Now that the commission yarn is finished, I’m taking the time for a little selfish spinning. I raided the stash and pitted the fiber against each other until there was a clear winner. I pulled them apart just short of felting. What came out on top was a lovely polworth/silk blend from Gale’s Art appropriately named Indian Corn. I had the loose idea of spinning a worsted weight 2-ply yarn. The colors get to do their own thing since the real purpose of this yarn is for me and my Jenkins Swan spindle to get to know each other. I’ve only spun a tiny little mini skein so far and it’s time that changed.
When I started spinning this single, my hands were still in lace weight mode and it took me a while to reset my fingers, so to speak. The spindle kept dropping but at least the singles were getting a decent thickness. As I was working and adding more singles to the arms, the spindle started to spin differently. It would still spin for a long time but at a much slower speed than when the cop (Is the collected yarn on a turkish drop spindle still called a cop or is that just on whorled drop spindles?) was smaller. I’m going to chalk this phenomenon up to the extra weight on the spindle from the singles and physics. Blast you, you increasing moment of inertia!
I really need to figure out how to build a cop upward on a turkish spindle instead of just outward. Any pointers?

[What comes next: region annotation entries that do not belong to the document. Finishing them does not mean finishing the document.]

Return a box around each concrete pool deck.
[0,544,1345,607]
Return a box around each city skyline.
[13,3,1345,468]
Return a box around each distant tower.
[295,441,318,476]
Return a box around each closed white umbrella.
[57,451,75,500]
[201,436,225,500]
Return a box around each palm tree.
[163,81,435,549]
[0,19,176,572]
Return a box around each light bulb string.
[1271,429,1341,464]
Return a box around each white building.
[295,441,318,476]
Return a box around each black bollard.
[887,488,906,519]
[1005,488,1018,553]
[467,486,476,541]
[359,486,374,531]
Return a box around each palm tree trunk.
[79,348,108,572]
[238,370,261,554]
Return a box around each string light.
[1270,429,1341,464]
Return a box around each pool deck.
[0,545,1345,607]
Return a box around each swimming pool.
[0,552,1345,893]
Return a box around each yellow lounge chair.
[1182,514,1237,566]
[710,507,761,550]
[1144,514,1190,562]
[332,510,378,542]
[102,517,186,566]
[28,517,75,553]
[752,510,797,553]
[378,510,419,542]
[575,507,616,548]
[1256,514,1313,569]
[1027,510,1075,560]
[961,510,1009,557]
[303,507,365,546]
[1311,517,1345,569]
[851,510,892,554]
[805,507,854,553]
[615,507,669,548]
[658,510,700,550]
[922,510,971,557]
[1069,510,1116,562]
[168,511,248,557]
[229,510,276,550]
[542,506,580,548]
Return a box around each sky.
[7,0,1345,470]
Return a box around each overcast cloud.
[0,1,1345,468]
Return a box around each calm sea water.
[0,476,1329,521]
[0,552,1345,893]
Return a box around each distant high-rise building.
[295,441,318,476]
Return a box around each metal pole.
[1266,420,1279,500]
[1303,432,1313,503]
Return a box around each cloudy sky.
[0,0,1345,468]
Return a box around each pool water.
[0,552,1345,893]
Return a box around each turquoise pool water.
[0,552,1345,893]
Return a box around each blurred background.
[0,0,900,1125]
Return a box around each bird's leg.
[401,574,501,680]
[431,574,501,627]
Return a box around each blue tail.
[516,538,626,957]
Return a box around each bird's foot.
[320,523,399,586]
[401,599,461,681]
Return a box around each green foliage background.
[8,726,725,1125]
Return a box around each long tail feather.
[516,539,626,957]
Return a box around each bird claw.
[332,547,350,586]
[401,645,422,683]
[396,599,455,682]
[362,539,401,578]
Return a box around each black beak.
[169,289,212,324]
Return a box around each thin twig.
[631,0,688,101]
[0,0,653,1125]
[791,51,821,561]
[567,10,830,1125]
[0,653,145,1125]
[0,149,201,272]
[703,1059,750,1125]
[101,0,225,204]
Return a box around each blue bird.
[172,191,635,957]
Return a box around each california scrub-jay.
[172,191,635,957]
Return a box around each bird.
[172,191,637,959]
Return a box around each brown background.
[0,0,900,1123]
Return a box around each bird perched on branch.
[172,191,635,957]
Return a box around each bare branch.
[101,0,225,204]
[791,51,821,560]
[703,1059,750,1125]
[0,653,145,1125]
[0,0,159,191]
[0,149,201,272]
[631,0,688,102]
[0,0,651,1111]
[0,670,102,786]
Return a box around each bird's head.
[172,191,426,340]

A turkish spindle is comprised of 3 separate parts: the shaft and 2 arms. I knew this and, yet, didn’t expect the arms to get stuck on the shaft because of how many times I dropped it. A high number that. Anyway, when I was unwrapping the spindle for the first time, there was a little slip of paper from Jenkins Woodworking that came to my rescue:
Ed’s Unique Compression Fit Shaft: Vertical slits for releasing pressure if the shaft becomes stuck when dropped. If the shaft seems impossible to remove, place the entire spindle in a plastic bag and place in freezer about 30 minutes.
So, that’s what I did except I was distracted by the internet and left if in for another 15 minutes. The spindle still popped apart without any difficulty and none the worse for wear.
Compression slits, you are both gentlemen and scholars.
I’ve only just started spinning the second half of my fiber but I’ve already learned so much. How building a cop affects rotation and speed. How much fiber I can comfortably pack on. How to rescue my singles if the spindle ever acts stubborn. What might be most important is that the pair of us will be spinning yarn together for a long time. Hmm, I think he needs a name now.